Y cuando lo miró como quien intenta reconocerlo entre la niebla del tiempo, y finalmente le sonrió, era todavía más bonita y más fina, la señorita solterona Herminia Melon. Y además ya había encendido todas las luces, porque, bueno, también tenemos que pensar en el idioma francés, ¿no le parece, señor Alegre?

– Sí, claro.

– Pues entonces, manos a la obra.

– ¿Podré aprenderlo en tres semanas? No sé cómo explicárselo, señorita Melon, pero digamos que me resulta imprescindible aprender este idioma en tres semanas. Me urge, señorita.

– Bueno, la verdad es que no lo veo muy fácil. Pero, en fin, si no se distrae usted más, tal vez…

La señorita Herminia Melon daba sus clases en el comedor del chalecito, y las sillas sí que eran una vaina. Una mezcla de hule y cuero y caucho, o lo que fuera, pero el pantalón de Carlitos, el fundillo del diablo, sobre todo, y un buen trozo de ambas piernas, también, se le pegaban al asiento, casi desde el comienzo, por lo cual él arrancaba una temprana y secreta lucha contra esa tremenda vergüenza con su sonidito sospechoso y todo, y la clase entera se la pasaba levantando muy lentamente un muslo y una nalga, posándolos de nuevo tras darles tiempo para que se deshumedecieran, arrancando luego la misma maniobra con la otra nalga y el otro muslo, y aquello era como un lento y permanente sube y baja incomodísimo y para morirse de vergüenza, sobre todo porque Carlitos vivía con la convicción plena de que la señorita Herminia, ese dechado de todo lo fino y sensible que hay en este mundo, le daba a su conducta dos interpretaciones, a cuál más bochornosa para él. La primera: como Carlitos quiere aprender francés en sólo tres semanas, se hace el que se queda pegado al asiento para que las clases no se acaben nunca. La segunda: está tomando impulso y pasión, el muy perverso, para despertar en mí el mismo impulso y pasión que me volcó en aquel beso que me llegó de sabe Dios dónde y por qué, aunque del cual no reniego, no, y mucho menos de su aroma. Y, encima de todo, por despegarse y despegarse y seguirse despegando lo menos vergonzosamente posible, Carlitos se olvidaba de pagarle a la señorita Melon, que ni siquiera un acento en la «o» tenía, la pobrecita, y seguro que de sus clases viven ella y sus ancianos padres. Y, más encima de todo, todavía, como la señorita Melon era finísima, se moría de vergüenza de cobrarle y, sin duda llevada por la necesidad y sólo así, se atrevía a hacerlo, pero para ello cerraba antes todas las cortinas y apagaba las luces, de tal manera que ambos pudieran morirse de vergüenza por su lado, uno por no pagar y la otra por cobrar, pero en una habitación tan oscura que el asunto dinero imposible verlo ya, y así ambos evitaban presenciar el descalabro moral del otro y ella no lo veía ponerse rojo como un tomate y él se perdía ver lo bonita y finísima que se ponía ella cuando se ruborizaba y sus mejillas sonrojadas se convertían en una verdadera delicia tipo melocotón bien madurito y colorido.

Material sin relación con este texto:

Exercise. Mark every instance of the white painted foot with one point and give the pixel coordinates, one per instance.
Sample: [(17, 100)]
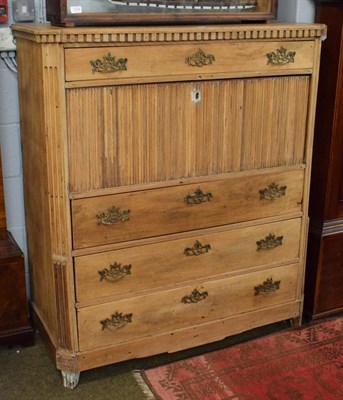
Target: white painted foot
[(70, 379)]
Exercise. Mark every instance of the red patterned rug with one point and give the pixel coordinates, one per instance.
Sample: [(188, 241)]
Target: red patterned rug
[(296, 364)]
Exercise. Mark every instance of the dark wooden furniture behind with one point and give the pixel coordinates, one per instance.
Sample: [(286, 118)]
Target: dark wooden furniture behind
[(73, 13), (14, 322), (324, 277)]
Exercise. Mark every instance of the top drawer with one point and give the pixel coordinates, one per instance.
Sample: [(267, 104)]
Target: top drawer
[(194, 60)]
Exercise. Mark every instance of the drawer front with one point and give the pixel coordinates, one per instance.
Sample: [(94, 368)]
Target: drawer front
[(157, 265), (198, 60), (122, 217), (142, 316)]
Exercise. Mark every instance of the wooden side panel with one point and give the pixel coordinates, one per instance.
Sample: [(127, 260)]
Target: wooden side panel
[(155, 132), (45, 185), (35, 182)]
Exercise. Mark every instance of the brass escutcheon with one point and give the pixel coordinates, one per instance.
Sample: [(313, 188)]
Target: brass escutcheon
[(200, 59), (280, 56), (273, 192), (108, 64), (113, 216), (197, 249), (115, 272), (270, 242), (117, 321), (198, 197), (267, 286), (194, 297)]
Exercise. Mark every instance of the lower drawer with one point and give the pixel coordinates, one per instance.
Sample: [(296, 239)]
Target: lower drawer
[(174, 309), (157, 265)]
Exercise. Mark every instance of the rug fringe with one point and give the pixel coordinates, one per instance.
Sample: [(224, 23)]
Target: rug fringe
[(143, 385)]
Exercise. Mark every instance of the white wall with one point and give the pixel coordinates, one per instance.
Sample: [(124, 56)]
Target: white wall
[(10, 145), (289, 10)]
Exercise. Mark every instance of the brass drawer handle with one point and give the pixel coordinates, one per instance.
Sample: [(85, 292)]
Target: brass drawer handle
[(198, 197), (280, 57), (113, 216), (273, 192), (117, 321), (200, 59), (269, 242), (197, 249), (194, 297), (268, 286), (115, 272), (108, 64)]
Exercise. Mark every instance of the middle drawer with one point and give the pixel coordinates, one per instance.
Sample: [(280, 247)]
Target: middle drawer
[(153, 266), (147, 213)]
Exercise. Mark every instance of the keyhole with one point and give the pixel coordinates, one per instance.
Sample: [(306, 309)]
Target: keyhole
[(196, 96)]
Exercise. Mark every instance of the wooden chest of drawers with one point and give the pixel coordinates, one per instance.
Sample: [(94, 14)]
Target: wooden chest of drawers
[(167, 177)]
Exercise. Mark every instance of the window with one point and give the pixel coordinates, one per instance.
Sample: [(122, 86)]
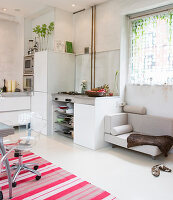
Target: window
[(151, 50)]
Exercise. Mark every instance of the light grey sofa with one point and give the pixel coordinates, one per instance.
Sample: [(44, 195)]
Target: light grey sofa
[(141, 123)]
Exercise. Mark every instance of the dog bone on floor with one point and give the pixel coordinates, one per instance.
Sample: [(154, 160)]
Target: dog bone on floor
[(156, 170)]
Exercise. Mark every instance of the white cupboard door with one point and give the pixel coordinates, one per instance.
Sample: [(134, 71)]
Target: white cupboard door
[(39, 105), (40, 71), (84, 125), (14, 103)]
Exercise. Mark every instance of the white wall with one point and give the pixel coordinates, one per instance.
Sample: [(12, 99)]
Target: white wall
[(11, 50), (63, 26), (107, 44)]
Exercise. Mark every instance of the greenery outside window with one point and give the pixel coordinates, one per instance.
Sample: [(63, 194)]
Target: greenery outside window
[(151, 50)]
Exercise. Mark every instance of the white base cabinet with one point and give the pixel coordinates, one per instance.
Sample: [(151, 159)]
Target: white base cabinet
[(89, 121), (12, 108)]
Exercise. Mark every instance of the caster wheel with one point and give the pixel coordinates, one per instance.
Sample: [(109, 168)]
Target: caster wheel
[(14, 184), (35, 167), (1, 195), (37, 178)]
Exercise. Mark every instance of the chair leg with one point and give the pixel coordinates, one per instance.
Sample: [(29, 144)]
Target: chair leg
[(153, 157), (31, 164), (16, 173), (114, 146), (32, 170)]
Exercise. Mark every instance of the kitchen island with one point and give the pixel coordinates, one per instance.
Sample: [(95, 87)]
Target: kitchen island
[(13, 105), (89, 113)]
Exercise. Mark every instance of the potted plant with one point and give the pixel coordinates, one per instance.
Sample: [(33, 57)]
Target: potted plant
[(43, 32)]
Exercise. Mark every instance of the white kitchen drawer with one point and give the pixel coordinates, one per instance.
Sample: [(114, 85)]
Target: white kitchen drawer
[(14, 103), (12, 118)]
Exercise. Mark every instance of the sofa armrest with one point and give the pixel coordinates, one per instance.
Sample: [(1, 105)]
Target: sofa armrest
[(114, 120)]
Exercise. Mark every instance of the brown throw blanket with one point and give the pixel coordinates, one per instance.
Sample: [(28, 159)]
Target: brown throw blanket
[(164, 143)]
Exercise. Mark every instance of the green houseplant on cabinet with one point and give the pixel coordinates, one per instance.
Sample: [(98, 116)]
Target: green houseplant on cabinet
[(43, 33)]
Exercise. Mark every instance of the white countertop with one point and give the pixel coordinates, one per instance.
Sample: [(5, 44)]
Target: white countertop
[(83, 99), (15, 94)]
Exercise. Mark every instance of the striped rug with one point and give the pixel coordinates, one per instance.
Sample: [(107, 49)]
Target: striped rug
[(55, 183)]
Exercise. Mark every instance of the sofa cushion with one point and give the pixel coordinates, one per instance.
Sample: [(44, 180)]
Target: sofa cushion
[(135, 109), (151, 125), (121, 140), (118, 130)]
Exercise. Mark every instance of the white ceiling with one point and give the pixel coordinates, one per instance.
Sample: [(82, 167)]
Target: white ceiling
[(30, 7)]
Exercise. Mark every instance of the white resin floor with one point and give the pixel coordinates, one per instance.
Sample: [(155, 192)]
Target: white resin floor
[(123, 173)]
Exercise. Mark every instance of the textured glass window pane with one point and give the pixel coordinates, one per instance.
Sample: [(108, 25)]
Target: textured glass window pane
[(151, 50)]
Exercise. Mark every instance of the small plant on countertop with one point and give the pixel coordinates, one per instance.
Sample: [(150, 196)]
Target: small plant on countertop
[(43, 33)]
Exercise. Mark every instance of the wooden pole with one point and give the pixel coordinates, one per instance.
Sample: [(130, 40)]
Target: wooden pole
[(94, 46)]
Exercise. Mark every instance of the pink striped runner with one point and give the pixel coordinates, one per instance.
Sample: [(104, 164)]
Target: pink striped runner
[(55, 183)]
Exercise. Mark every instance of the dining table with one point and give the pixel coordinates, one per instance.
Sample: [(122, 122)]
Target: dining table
[(5, 131)]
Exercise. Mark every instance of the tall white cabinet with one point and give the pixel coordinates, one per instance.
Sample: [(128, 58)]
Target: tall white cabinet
[(53, 72)]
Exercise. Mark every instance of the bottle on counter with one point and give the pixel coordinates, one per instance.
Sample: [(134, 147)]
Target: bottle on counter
[(4, 89)]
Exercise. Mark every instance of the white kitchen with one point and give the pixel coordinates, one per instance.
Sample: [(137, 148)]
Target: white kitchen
[(67, 103)]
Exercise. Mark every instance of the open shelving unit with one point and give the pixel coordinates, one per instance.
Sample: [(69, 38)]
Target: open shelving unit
[(64, 127)]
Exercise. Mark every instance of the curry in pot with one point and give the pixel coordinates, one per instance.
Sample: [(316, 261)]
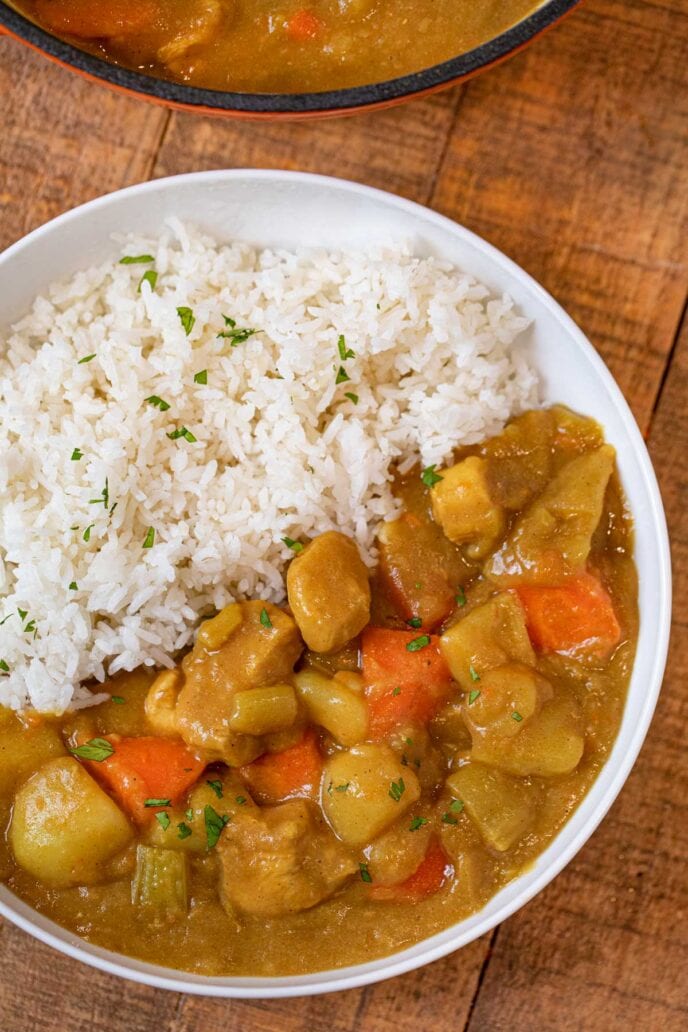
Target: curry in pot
[(277, 45), (322, 783)]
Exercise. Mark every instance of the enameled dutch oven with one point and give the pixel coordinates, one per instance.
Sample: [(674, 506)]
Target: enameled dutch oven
[(301, 105)]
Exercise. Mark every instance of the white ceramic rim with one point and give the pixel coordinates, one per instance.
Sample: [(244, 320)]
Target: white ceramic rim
[(444, 942)]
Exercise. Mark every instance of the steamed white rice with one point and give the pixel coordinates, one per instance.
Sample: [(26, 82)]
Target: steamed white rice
[(281, 451)]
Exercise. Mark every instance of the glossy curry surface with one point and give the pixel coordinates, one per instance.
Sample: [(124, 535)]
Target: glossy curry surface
[(325, 783), (277, 45)]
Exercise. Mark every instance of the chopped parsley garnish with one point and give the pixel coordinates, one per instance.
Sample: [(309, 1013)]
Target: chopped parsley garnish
[(151, 278), (182, 431), (429, 477), (187, 318), (97, 749), (418, 643), (158, 402), (136, 259), (397, 789), (295, 546), (214, 825), (217, 787), (345, 352)]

Pero al cabo de tres lecciones, el francés de Carlitos seguía igual o hasta peor que el primer día, si se puede, o sea, espantoso, dificilísimo de aprender, y pegajosísimo. El francés era el idioma pegajoso, por excelencia, según Carlitos, que, sin embargo, logró su prometida proeza de recibir a Natalia en francés, a su regreso de Europa -el viaje, felizmente, a este nivel, se alargó una buena semana más-, y de mantener una conversación bastante correcta, aunque con algunas ayuditas de parte de ella, claro, durante el camino feliz de regreso del aeropuerto al huerto.

Lo que no supo Natalia, hasta un prudencial tiempo después, es que el verdadero mérito didáctico no había sido de la señorita Herminia Melon, aunque ciento por ciento por culpa de las sillas, por supuesto, sino de Melanie Vélez Sarsfield. Desesperado por el problema de esos asientos pegadizos que le impedían concentrarse y progresar con su francés, Carlitos pensó en ella. Melanie, recordaba él, le había contado alguna vez que su francés era tan bueno como su inglés y que ambos los sabía ella casi mejor que su castellano. Y, como la pobre Melanie vivía pegada en aquel sofá gigantesco, sólita con lo de su menstruación ignorada, Carlitos optó por correr donde ella en busca de ayuda, no bien lograba despegarse de las sillas de la señorita Melon.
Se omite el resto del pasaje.